Kolumu sertçe tuttu. On bir yaşında bir çocuktum ne yapabilirdim. Sertçe yüzüne bakıp, tükürdüm. Tokat yedim ve canım acımasına rağmen gülümsüyordum. Kolumdan sertçe tutup beni pis yatağa fırlattı. Hızlı bir şekilde doğruldum ve o benim ona zarar vereceğimi düşünmediği için rahat bir şekilde alet seçiyordu. Hızlıca yatağa yakın olan raftan adını bilmediğim alete uzandım, elimi kesmesine rağmen almayı başardım. Onun dikkati bana nasıl işkence edeceğindeydi.
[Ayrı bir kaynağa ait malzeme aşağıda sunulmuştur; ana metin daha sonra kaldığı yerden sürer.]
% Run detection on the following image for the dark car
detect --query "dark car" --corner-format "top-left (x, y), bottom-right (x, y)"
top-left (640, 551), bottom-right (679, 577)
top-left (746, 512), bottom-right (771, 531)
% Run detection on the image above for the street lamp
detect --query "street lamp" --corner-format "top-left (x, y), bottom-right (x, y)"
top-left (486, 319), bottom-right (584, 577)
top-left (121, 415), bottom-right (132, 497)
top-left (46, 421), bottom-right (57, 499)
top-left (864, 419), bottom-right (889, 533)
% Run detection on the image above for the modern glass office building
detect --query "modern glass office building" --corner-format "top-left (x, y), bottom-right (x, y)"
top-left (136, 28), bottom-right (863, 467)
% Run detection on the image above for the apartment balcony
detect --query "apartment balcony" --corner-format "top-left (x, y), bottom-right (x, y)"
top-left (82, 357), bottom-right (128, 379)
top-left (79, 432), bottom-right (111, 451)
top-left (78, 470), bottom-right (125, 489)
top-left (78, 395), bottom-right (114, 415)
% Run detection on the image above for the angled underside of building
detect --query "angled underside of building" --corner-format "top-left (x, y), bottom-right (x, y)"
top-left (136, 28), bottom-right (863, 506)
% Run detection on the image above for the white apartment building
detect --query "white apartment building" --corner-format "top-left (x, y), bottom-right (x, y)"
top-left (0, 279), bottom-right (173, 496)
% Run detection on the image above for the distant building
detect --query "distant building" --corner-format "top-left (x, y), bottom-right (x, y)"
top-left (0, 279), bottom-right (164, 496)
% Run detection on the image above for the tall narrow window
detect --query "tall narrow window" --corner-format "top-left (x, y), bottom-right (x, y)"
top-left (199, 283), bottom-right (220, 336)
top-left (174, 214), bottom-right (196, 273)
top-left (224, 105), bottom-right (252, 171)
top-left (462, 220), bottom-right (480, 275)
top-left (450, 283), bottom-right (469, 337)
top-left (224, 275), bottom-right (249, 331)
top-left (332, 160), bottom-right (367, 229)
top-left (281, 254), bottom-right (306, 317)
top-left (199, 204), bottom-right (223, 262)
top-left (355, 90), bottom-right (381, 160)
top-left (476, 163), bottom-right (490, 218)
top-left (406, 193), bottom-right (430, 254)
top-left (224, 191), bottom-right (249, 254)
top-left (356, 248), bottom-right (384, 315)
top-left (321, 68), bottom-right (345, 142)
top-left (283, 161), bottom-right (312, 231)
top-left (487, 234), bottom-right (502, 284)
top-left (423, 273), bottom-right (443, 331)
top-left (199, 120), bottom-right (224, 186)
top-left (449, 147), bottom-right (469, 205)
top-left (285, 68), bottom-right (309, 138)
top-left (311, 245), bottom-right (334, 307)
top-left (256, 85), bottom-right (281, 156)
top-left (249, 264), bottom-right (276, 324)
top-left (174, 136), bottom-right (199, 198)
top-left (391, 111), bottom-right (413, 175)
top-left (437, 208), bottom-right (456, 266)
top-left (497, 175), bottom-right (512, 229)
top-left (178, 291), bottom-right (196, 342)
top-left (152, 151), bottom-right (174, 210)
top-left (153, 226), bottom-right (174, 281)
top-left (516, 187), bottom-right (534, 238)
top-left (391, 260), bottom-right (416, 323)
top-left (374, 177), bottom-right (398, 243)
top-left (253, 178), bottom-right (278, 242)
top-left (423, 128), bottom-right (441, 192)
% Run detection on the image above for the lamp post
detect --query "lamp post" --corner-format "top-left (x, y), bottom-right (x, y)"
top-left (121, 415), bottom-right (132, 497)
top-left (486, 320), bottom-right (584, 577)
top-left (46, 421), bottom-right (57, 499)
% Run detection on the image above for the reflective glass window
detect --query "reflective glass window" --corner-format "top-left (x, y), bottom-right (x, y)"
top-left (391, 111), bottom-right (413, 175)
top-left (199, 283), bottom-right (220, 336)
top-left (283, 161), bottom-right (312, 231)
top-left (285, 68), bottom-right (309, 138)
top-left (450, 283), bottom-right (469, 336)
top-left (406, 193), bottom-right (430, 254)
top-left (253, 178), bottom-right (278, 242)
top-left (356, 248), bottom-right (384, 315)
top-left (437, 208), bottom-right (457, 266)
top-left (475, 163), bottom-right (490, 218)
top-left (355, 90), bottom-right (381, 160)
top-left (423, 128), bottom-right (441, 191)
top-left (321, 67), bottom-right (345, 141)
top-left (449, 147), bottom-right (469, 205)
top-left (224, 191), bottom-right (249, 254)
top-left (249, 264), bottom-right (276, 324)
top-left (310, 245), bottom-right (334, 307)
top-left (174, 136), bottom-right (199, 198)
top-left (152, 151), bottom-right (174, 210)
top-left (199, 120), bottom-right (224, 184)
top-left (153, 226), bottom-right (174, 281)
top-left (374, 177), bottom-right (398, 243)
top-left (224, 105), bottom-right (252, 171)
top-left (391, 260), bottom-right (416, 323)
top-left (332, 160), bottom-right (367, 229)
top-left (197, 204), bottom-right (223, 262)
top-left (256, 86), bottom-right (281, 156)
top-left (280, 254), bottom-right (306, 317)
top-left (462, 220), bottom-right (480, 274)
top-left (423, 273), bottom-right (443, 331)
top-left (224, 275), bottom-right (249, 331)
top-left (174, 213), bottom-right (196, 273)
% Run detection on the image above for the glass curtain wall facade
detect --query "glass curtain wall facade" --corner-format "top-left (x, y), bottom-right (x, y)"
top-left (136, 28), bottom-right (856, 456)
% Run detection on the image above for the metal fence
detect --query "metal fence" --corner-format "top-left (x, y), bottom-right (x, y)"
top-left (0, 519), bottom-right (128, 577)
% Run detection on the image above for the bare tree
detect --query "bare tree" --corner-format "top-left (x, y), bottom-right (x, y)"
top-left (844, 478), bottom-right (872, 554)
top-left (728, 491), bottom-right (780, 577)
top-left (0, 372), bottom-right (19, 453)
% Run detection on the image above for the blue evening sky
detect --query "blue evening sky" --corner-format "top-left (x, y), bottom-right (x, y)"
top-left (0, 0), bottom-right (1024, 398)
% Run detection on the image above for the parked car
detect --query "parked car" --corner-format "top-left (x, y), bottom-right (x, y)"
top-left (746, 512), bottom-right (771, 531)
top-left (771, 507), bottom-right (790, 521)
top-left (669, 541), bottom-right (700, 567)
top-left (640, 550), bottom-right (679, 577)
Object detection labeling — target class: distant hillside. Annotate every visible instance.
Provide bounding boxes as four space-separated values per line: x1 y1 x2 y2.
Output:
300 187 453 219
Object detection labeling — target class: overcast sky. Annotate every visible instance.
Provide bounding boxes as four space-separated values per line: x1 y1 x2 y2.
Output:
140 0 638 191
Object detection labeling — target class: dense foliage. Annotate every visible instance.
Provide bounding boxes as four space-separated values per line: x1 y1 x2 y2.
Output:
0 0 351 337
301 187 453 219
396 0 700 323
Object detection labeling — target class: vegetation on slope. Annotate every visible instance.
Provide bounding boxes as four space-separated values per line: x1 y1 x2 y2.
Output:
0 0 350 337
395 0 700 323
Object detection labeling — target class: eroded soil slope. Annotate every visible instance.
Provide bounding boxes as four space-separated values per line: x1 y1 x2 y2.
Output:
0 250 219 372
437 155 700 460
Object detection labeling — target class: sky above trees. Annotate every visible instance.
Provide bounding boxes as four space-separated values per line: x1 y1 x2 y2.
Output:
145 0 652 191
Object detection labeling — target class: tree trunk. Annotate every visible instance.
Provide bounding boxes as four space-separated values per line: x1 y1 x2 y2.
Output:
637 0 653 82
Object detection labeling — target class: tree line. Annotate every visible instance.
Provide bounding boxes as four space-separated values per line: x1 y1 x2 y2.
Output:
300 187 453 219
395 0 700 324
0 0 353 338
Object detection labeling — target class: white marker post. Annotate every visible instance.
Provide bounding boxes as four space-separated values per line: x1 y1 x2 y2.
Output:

Beklemediği hamleyi yapıp ona fırlattım. Kimseyi öldüremezdim bu yüzden ayağına denk getirdim. Acıyla kıvranıp bana küfürler savurdu ve adamlarına bağırdı.
Her şey çok hızlı oldu. Yatağa bağlandım. Ve onu kızdırmıştım. Bilmediğim aletler ile kolumu kan gölüne çevirmişti. Ona gülerek bakıyordum. Canım çok yanıyordu ama asi kişiliğim ona kazanma fırsatı vermeyecekti.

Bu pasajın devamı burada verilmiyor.